Whitehaven Coal shares were savaged on Friday after the miner downgraded its output number as a result of supply chain issues, unfavourable weather conditions, and COVID-19 pandemic-related labour shortages, impacting the export market.
Despite a positive outlook on demand and prices for thermal and metallurgical coal in 2022, flooding in parts of the country in November and labour shortages causing by the pandemic weighed on the company’s output expectations.

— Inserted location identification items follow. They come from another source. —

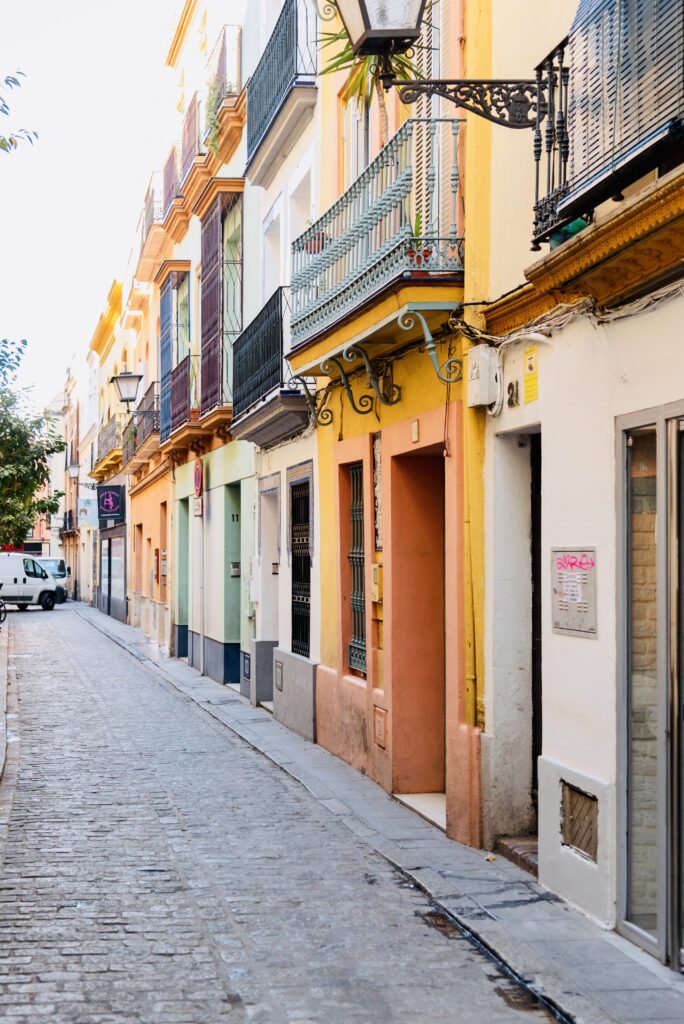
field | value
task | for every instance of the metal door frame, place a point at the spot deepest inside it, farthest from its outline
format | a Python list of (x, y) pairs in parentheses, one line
[(667, 944)]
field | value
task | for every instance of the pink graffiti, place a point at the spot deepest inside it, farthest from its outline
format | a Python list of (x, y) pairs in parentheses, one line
[(583, 563)]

In addition, bans on coal exports were recently implemented in Indonesian, currently the world’s top exporter, in order to mitigate the impacts of low supplies to local power plants. As a result, the company that this was a "strong indication that supply is very tight, and incremental supply is almost non-existent."
Weather events across the Gunnedah Basin and Hunter Valley have impacted operational productivity and road access, resulting in a cumulative impact on production and sales volumes for the quarter.
Whitehaven updated FY22 guidance to account for the effects noted trimming its managed run-of-mine coal production outlook to between 19 million tonnes (mt) and 20.5 Mt, as it expected flooding to have delayed about 600 kilo tonnes (kt) to 700 kt of run-of-mine production at its flagship Maules Creek operation.
After sinking as much as 10%, shares closed the session 6% lower.